Internetgeschäftsregeln und -bestimmungen

Internet-Unternehmen haben dieselben Regeln und Vorschriften wie traditionelle Unternehmen. Einige spezifische Regeln gelten für die einzigartige und unmittelbare Art des elektronischen Geschäftsverkehrs. Im Internet überwacht die US-amerikanische Federal Trade Commission (FTC) die Einhaltung von Unternehmen in den Vereinigten Staaten. Die meisten für Internetunternehmen geltenden Vorschriften und Bestimmungen beziehen sich auf Fragen des Datenschutzes, der Datenerhebung und der Verwendung von Kundendaten.

Privatsphäre

Die meisten Internetunternehmen sammeln persönliche Informationen über Kunden in Form von Adressen, Telefonnummern und Kreditkartennummern. Selbst wenn nur eine E-Mail-Adresse erfasst wird, verlangt die FTC, dass Internetunternehmen eine Datenschutzerklärung veröffentlichen. Diese Richtlinie muss leicht auffindbar sein und muss erläutern, wie das Unternehmen gesammelte persönliche Informationen verwendet. Die Vorschriften legen nicht fest, was mit den gesammelten Informationen geschehen kann, nur die Unternehmen geben an, sie verwenden zu wollen. Wenn Ihr Internet-Geschäft Telefonnummern sammelt, um diese Nummern zu verkaufen oder zu vermieten, muss dies in Ihrer Datenschutzrichtlinie klar angegeben werden.

Spam

Für unerwünschte kommerzielle E-Mail-Nachrichten, auch als Spam bezeichnet, gelten strenge Bestimmungen gemäß CAN-SPAM ACT. Dieses Gesetz soll den Verbrauchern mehr Kontrolle über kommerzielle E-Mail-Nachrichten geben, die sie erhalten, und es macht es auch Verbrauchern leichter, unerwünschte Nachrichten nicht zu erhalten.

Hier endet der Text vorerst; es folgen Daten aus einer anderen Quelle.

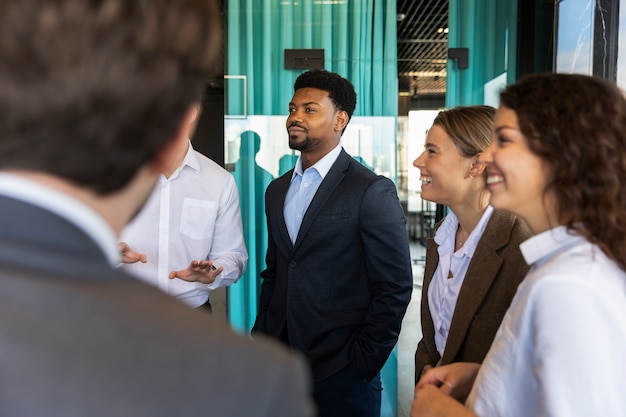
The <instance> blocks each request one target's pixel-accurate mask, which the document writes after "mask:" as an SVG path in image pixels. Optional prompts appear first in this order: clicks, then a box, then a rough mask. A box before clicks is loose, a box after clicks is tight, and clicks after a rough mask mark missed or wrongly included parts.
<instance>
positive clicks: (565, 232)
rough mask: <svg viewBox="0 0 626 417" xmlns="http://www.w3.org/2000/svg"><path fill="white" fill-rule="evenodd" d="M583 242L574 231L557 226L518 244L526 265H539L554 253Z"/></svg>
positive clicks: (580, 243)
mask: <svg viewBox="0 0 626 417" xmlns="http://www.w3.org/2000/svg"><path fill="white" fill-rule="evenodd" d="M585 242H587V239H585V238H584V237H582V236H580V235H579V234H577V233H576V232H575V231H573V230H569V229H568V228H567V227H566V226H557V227H555V228H553V229H550V230H546V231H545V232H541V233H539V234H537V235H535V236H533V237H531V238H529V239H527V240H525V241H524V242H522V243H521V244H520V250H521V252H522V255H523V256H524V259H525V260H526V263H527V264H528V265H532V264H535V263H536V264H538V265H539V264H543V263H544V262H545V261H547V260H549V259H550V258H552V257H553V256H554V255H555V254H556V253H558V252H562V251H564V250H566V249H567V248H570V247H572V246H575V245H578V244H581V243H585Z"/></svg>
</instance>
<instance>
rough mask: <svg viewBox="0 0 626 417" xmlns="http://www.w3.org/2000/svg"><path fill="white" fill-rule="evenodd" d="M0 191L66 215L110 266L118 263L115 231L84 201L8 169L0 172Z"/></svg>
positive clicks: (66, 218) (4, 194)
mask: <svg viewBox="0 0 626 417" xmlns="http://www.w3.org/2000/svg"><path fill="white" fill-rule="evenodd" d="M0 194H2V195H4V196H7V197H11V198H14V199H16V200H20V201H24V202H26V203H28V204H32V205H34V206H37V207H41V208H43V209H45V210H48V211H50V212H52V213H54V214H56V215H57V216H59V217H62V218H64V219H65V220H67V221H68V222H70V223H72V224H74V225H75V226H77V227H78V228H79V229H81V230H82V231H83V232H84V233H85V234H87V235H88V236H89V237H91V239H92V240H93V241H94V242H95V243H96V244H97V245H98V246H99V247H100V249H101V250H102V253H103V254H104V255H105V256H106V258H107V260H108V261H109V263H110V264H111V266H116V265H117V264H119V262H120V255H119V249H118V244H117V240H118V239H117V236H116V235H115V232H114V231H113V229H112V228H111V226H110V225H109V224H108V223H107V222H106V221H105V220H104V219H103V218H102V217H101V216H100V215H99V214H98V213H96V212H95V211H94V210H93V209H92V208H91V207H89V206H88V205H86V204H85V203H83V202H81V201H79V200H77V199H75V198H73V197H71V196H69V195H67V194H65V193H61V192H59V191H57V190H55V189H53V188H50V187H46V186H45V185H43V184H41V183H38V182H35V181H31V180H29V179H26V178H23V177H20V176H18V175H13V174H7V173H0Z"/></svg>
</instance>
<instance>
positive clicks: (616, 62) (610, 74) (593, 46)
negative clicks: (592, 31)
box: [593, 0, 619, 81]
mask: <svg viewBox="0 0 626 417" xmlns="http://www.w3.org/2000/svg"><path fill="white" fill-rule="evenodd" d="M595 3H596V9H595V14H594V17H593V20H594V22H593V75H596V76H598V77H602V78H605V79H607V80H611V81H616V80H617V47H618V43H619V42H618V37H619V0H597V1H596V2H595Z"/></svg>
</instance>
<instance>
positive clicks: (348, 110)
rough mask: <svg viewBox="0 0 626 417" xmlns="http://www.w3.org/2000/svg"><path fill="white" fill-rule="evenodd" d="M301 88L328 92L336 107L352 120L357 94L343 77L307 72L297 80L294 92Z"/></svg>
mask: <svg viewBox="0 0 626 417" xmlns="http://www.w3.org/2000/svg"><path fill="white" fill-rule="evenodd" d="M300 88H317V89H318V90H323V91H327V92H328V97H329V98H330V99H331V100H332V101H333V103H334V104H335V107H337V108H338V109H339V110H343V111H345V112H346V113H348V118H352V113H354V108H355V107H356V92H355V91H354V86H353V85H352V83H351V82H350V81H348V80H347V79H345V78H343V77H342V76H341V75H339V74H336V73H334V72H330V71H326V70H311V71H307V72H305V73H302V74H300V76H299V77H298V78H296V82H295V83H294V86H293V90H294V91H296V90H299V89H300Z"/></svg>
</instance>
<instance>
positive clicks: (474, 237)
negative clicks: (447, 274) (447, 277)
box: [435, 205, 493, 257]
mask: <svg viewBox="0 0 626 417" xmlns="http://www.w3.org/2000/svg"><path fill="white" fill-rule="evenodd" d="M492 214H493V207H492V206H490V205H489V206H487V208H486V209H485V211H484V212H483V215H482V216H481V217H480V220H479V221H478V223H477V224H476V226H475V227H474V230H472V232H471V233H470V235H469V236H468V237H467V240H466V241H465V242H464V243H463V247H462V248H461V249H460V250H459V251H457V253H458V255H467V256H469V257H472V256H473V255H474V252H475V251H476V246H478V242H479V241H480V238H481V237H482V235H483V232H484V231H485V228H486V227H487V223H488V222H489V219H490V218H491V215H492ZM458 226H459V219H458V218H457V217H456V215H455V214H454V212H453V211H450V212H449V213H448V214H447V215H446V217H445V219H444V220H443V222H442V223H441V226H439V229H438V230H437V233H436V234H435V242H436V243H437V244H438V245H439V248H440V249H439V253H440V254H441V253H448V252H454V240H455V236H456V230H457V228H458Z"/></svg>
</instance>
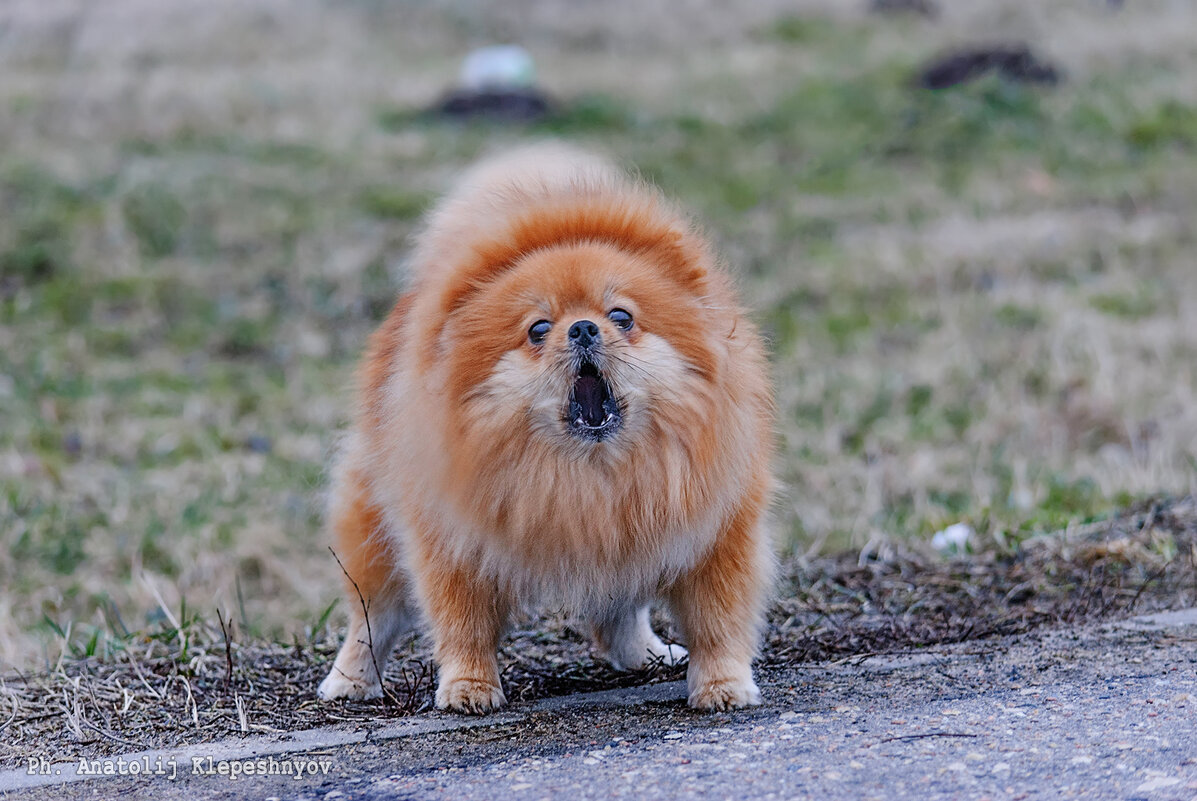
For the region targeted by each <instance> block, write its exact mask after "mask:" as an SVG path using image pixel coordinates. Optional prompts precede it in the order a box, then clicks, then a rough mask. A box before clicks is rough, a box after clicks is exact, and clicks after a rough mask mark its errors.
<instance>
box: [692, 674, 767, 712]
mask: <svg viewBox="0 0 1197 801" xmlns="http://www.w3.org/2000/svg"><path fill="white" fill-rule="evenodd" d="M758 704H760V690H758V688H757V682H755V681H753V680H752V676H748V678H747V679H745V678H724V679H711V680H707V681H703V682H700V684H698V686H695V687H693V688H692V690H691V691H689V705H691V706H693V708H694V709H703V710H707V711H712V712H722V711H725V710H729V709H740V708H741V706H757V705H758Z"/></svg>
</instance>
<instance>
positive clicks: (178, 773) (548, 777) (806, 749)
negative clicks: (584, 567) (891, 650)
mask: <svg viewBox="0 0 1197 801" xmlns="http://www.w3.org/2000/svg"><path fill="white" fill-rule="evenodd" d="M761 678H762V679H764V681H762V682H761V684H762V690H764V693H765V698H766V705H765V706H761V708H759V709H755V710H752V711H747V712H739V714H730V715H700V714H695V712H691V711H689V710H687V709H686V708H685V704H683V702H682V696H683V688H682V687H681V686H678V685H667V686H658V687H654V688H645V690H642V691H625V692H619V693H598V694H597V697H577V698H571V699H557V700H553V702H542V703H540V704H535V705H530V706H527V708H523V709H521V708H514V709H511V710H510V711H509V712H504V714H503V715H500V716H498V717H494V718H482V720H474V718H472V720H464V718H457V717H455V716H450V715H440V714H435V715H429V716H425V717H423V718H421V720H418V721H411V722H403V723H402V724H399V726H396V727H379V728H377V729H370V730H348V729H347V730H340V732H329V733H321V734H318V736H317V735H310V736H309V738H308V739H306V740H303V739H300V740H297V741H293V742H291V744H290V745H288V744H287V742H284V741H279V739H273V740H262V741H239V742H235V744H231V745H230V746H229V748H226V750H225V751H220V748H219V747H217V746H207V750H208V752H209V753H212V754H214V756H215V757H217V759H214V760H213V763H212V765H208V764H207V763H206V761H203V753H205V747H199V748H196V750H193V753H190V754H188V759H186V760H183V759H181V760H180V764H178V770H177V776H176V778H175V779H174V781H170V779H166V778H147V777H144V776H136V777H132V776H129V777H116V778H92V779H90V781H85V782H73V783H69V784H61V783H53V784H47V785H43V787H38V788H32V789H23V790H17V791H14V793H13V794H12V795H13V796H16V797H23V799H24V797H28V799H73V797H103V799H114V797H152V799H163V800H171V799H188V800H190V799H198V797H229V799H232V797H236V799H242V797H257V799H269V797H275V799H329V800H333V799H452V800H463V801H466V800H473V799H478V800H480V801H481V800H486V801H491V800H492V799H563V797H564V799H571V801H582V800H584V799H853V800H855V799H909V797H918V799H920V800H930V799H955V797H973V799H980V797H991V799H1058V797H1083V799H1146V800H1149V801H1156V800H1160V801H1162V800H1166V799H1180V800H1184V801H1191V800H1195V799H1197V611H1189V612H1184V613H1168V614H1166V615H1163V617H1159V615H1157V617H1155V618H1148V619H1137V620H1136V621H1132V623H1122V624H1106V625H1101V626H1092V627H1086V629H1081V630H1076V631H1065V630H1057V631H1041V632H1038V633H1035V635H1032V636H1023V637H1021V638H1017V639H1013V638H1011V639H1004V641H992V639H990V641H983V642H972V643H962V644H960V645H958V647H953V648H948V649H937V650H935V651H930V653H919V654H911V655H898V656H893V655H891V656H885V657H881V656H874V657H865V659H859V660H853V661H850V662H845V663H839V665H822V666H801V667H792V668H768V669H765V670H762V674H761ZM462 724H467V726H468V728H461V727H462ZM338 741H340V744H339V745H338ZM296 752H299V753H298V754H297V753H296ZM196 754H199V757H200V759H201V770H208V769H209V767H211V769H213V770H219V765H220V761H219V759H225V760H231V761H229V763H227V764H229V765H230V767H229V770H230V771H232V770H235V769H233V767H232V764H235V763H239V764H241V765H242V767H244V766H245V765H247V764H249V763H253V761H256V760H257V759H259V757H260V758H261V759H263V760H265V759H267V758H269V759H274V760H275V763H274V764H275V766H278V765H280V764H282V763H284V760H298V761H292V766H294V765H299V764H302V765H305V766H306V767H311V766H315V769H316V771H317V773H316V775H315V776H312V775H310V773H309V772H306V770H305V776H304V777H303V778H296V777H293V776H279V775H274V776H269V775H268V776H256V775H255V776H244V775H242V776H239V777H237V778H236V779H233V778H231V777H230V776H223V775H219V773H218V775H202V773H201V775H193V773H192V767H193V765H192V763H190V757H194V756H196ZM60 757H61V756H60ZM321 763H324V764H327V765H328V766H327V773H324V772H322V770H323V767H322V766H321ZM263 764H265V763H263ZM72 770H73V769H72ZM68 772H71V771H68ZM62 778H63V776H57V777H54V778H53V779H49V778H47V779H41V778H38V779H37V781H54V782H61V781H62ZM19 779H20V776H19V775H14V773H10V775H4V776H0V788H4V787H13V785H14V783H16V782H19ZM26 781H32V779H26Z"/></svg>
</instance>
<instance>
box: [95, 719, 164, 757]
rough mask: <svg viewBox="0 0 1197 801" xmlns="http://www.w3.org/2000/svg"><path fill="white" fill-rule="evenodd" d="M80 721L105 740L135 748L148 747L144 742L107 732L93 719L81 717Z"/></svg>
mask: <svg viewBox="0 0 1197 801" xmlns="http://www.w3.org/2000/svg"><path fill="white" fill-rule="evenodd" d="M79 721H80V722H81V723H83V724H84V726H86V727H87V728H89V729H91V730H92V732H96V733H97V734H99V735H101V736H103V738H104V739H105V740H111V741H113V742H120V744H121V745H124V746H132V747H134V748H142V750H144V748H147V747H148V746H147V745H146V744H144V742H134V741H133V740H126V739H123V738H119V736H116V735H115V734H113V733H111V732H105V730H104V729H102V728H99V727H98V726H96V724H95V723H92V722H91V721H89V720H87V718H86V717H80V718H79Z"/></svg>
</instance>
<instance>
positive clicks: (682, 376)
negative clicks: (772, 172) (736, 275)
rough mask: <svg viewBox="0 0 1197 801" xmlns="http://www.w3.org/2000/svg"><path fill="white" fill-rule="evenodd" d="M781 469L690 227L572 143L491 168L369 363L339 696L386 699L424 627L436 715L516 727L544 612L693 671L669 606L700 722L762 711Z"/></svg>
mask: <svg viewBox="0 0 1197 801" xmlns="http://www.w3.org/2000/svg"><path fill="white" fill-rule="evenodd" d="M772 454H773V402H772V393H771V386H770V381H768V371H767V366H766V360H765V354H764V347H762V344H761V340H760V336H759V335H758V333H757V330H755V329H754V327H753V326H752V324H751V323H749V322H748V321H747V320H746V318H745V316H743V312H742V310H741V309H740V308H739V307H737V301H736V297H735V293H734V292H733V289H731V284H730V281H729V279H728V277H727V275H725V274H724V272H723V271H722V268H721V266H719V263H718V261H717V259H716V256H715V254H713V253H712V249H711V245H710V243H709V242H707V241H706V239H705V238H704V237H703V236H701V235H700V233H699V232H697V230H695V229H694V226H693V225H692V224H691V223H689V222H688V220H687V219H686V217H685V216H682V214H680V213H679V212H678V211H675V210H674V208H673V207H672V206H669V205H668V204H667V202H666V201H664V200H663V199H662V198H661V196H660V194H658V193H657V192H656V190H655V189H652V188H651V187H649V186H645V184H644V183H642V182H640V181H637V180H633V178H631V177H628V176H626V175H625V174H622V172H621V171H619V170H618V169H615V168H614V166H612V165H609V164H608V163H606V162H604V160H602V159H600V158H597V157H595V156H590V154H588V153H583V152H578V151H575V150H571V148H569V147H565V146H563V145H548V144H546V145H539V146H534V147H530V148H525V150H522V151H517V152H516V153H512V154H509V156H506V157H500V158H497V159H492V160H487V162H482V163H481V164H480V165H478V166H475V168H474V169H473V170H472V171H470V172H468V174H467V175H466V176H464V178H463V180H462V181H461V183H460V184H458V186H457V188H456V189H455V190H454V192H452V193H451V194H450V195H449V196H448V198H445V199H444V200H443V201H442V202H440V204H439V205H438V206H437V207H436V208H435V210H433V211H432V212H431V214H430V216H429V219H427V220H426V223H425V227H424V230H423V233H420V235H419V237H418V239H417V243H415V248H414V254H413V266H412V285H411V289H409V291H408V292H406V293H405V295H402V296H401V297H400V298H399V301H397V303H396V304H395V307H394V310H393V311H391V312H390V316H389V317H388V318H387V321H385V322H384V323H383V324H382V327H381V328H379V329H378V330H377V332H376V333H375V334H373V336H372V339H371V340H370V344H369V347H367V351H366V354H365V359H364V363H363V365H361V370H360V376H359V389H358V406H357V412H356V417H354V419H353V423H352V429H351V430H350V432H348V435H347V437H346V439H345V443H344V447H342V448H341V451H340V455H339V457H338V461H336V465H335V467H334V471H333V481H332V493H330V498H329V500H330V503H329V524H330V526H332V530H333V536H334V539H335V544H336V545H335V548H336V553H338V556H339V558H340V560H341V562H342V568H344V570H345V572H346V578H347V581H346V591H347V594H348V599H350V611H351V621H350V630H348V633H347V636H346V638H345V644H344V645H342V647H341V650H340V653H339V655H338V657H336V662H335V665H334V666H333V669H332V672H330V673H329V674H328V678H326V679H324V681H323V682H322V684H321V685H320V696H321V697H322V698H367V697H376V696H378V694H381V692H382V687H381V686H379V675H381V673H382V663H383V661H384V660H385V659H387V656H388V655H389V654H390V650H391V648H393V647H394V644H395V642H396V639H397V638H399V637H400V636H401V635H402V633H405V631H407V630H408V629H409V627H411V626H412V625H413V624H414V623H415V621H417V619H418V617H423V618H424V620H425V621H426V624H427V626H429V629H430V632H431V635H432V638H433V641H435V651H433V654H435V659H436V661H437V665H438V668H439V676H438V686H437V693H436V703H437V706H438V708H440V709H454V710H460V711H463V712H486V711H488V710H493V709H497V708H499V706H502V705H503V704H504V703H505V698H504V694H503V688H502V686H500V682H499V668H498V661H497V657H496V651H497V649H498V644H499V638H500V637H502V636H503V632H504V627H505V625H506V621H508V618H509V615H510V614H512V613H515V612H517V611H521V609H528V608H530V607H533V606H534V605H535V603H537V602H545V601H548V602H553V603H561V605H563V606H564V607H565V608H570V609H572V611H573V612H576V613H577V614H578V615H579V617H582V618H583V619H584V620H587V621H588V623H589V624H591V625H593V629H594V636H595V643H596V645H597V649H598V650H600V651H601V653H602V654H603V655H604V656H606V659H607V660H609V661H610V663H612V665H613V666H614V667H615V668H618V669H634V668H639V667H642V666H644V665H645V662H648V661H649V660H663V661H666V662H668V663H676V662H678V661H679V660H682V659H686V657H687V650H686V649H683V648H681V647H679V645H667V644H666V643H663V642H662V641H661V639H660V638H658V637H657V635H656V633H654V631H652V629H651V626H650V623H649V608H650V605H651V603H652V602H655V601H663V602H664V605H666V606H667V607H668V609H669V611H670V612H672V614H673V617H674V620H675V621H676V624H678V626H679V629H680V632H681V635H682V638H683V641H685V643H686V645H687V647H688V659H689V665H688V667H687V685H688V690H689V704H691V706H694V708H698V709H711V710H723V709H730V708H736V706H745V705H751V704H758V703H760V692H759V691H758V688H757V685H755V682H754V680H753V674H752V660H753V656H754V654H755V650H757V644H758V639H759V632H760V626H761V618H762V614H764V603H765V599H766V590H767V588H768V587H770V583H771V578H772V568H773V550H772V547H771V542H770V540H768V538H767V536H766V534H765V529H764V527H762V515H764V512H765V508H766V505H767V503H768V499H770V494H771V484H772V477H771V462H772ZM359 593H360V596H359ZM363 606H365V607H367V611H364V609H363ZM417 613H420V614H417Z"/></svg>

Beim CAN-SPAM ACT müssen Internet-Unternehmen jede kommerzielle E-Mail als solche kennzeichnen und außerdem eine gültige Postanschrift sowie eine Erläuterung dazu enthalten, wie der Erhalt zukünftiger E-Mails beendet wird.

Wahrheit

Wie bei der traditionellen Werbung in Zeitungen, Magazinen, Radio und Fernsehen gibt es in der Werbung für Internetunternehmen Regeln über die Wahrheit. Internetwerbung darf nicht falsch oder irreführend sein, und bestimmte Behauptungen müssen mit dokumentierten Nachweisen belegt werden. Nach Angaben der FTC "kann eine Behauptung irreführend sein, wenn relevante Informationen ausgelassen werden oder wenn die Behauptung etwas Unwichtiges impliziert."

Kinder

Im Jahr 1998 wurden durch das Online-Datenschutzgesetz für Kinder (COPPA) neue Bestimmungen erlassen, die es verbieten, wissentlich personenbezogene Daten von Kindern unter 13 Jahren ohne Erlaubnis ihrer Eltern zu sammeln. Internet-Unternehmen und Websites, die speziell für Kinder konzipiert wurden, müssen auf ihrer Website Richtlinien veröffentlichen, in denen die genauen Informationen aufgeführt sind, die sie sammeln möchten. Diese vollständige Offenlegungsliste muss sichtbar sein, bevor ein Kind nach persönlichen Informationen gefragt wird. Darüber hinaus müssen Websites mit dem Schwerpunkt Kinder vor dem Sammeln von Informationen versuchen, die Erlaubnis der Eltern zu erhalten.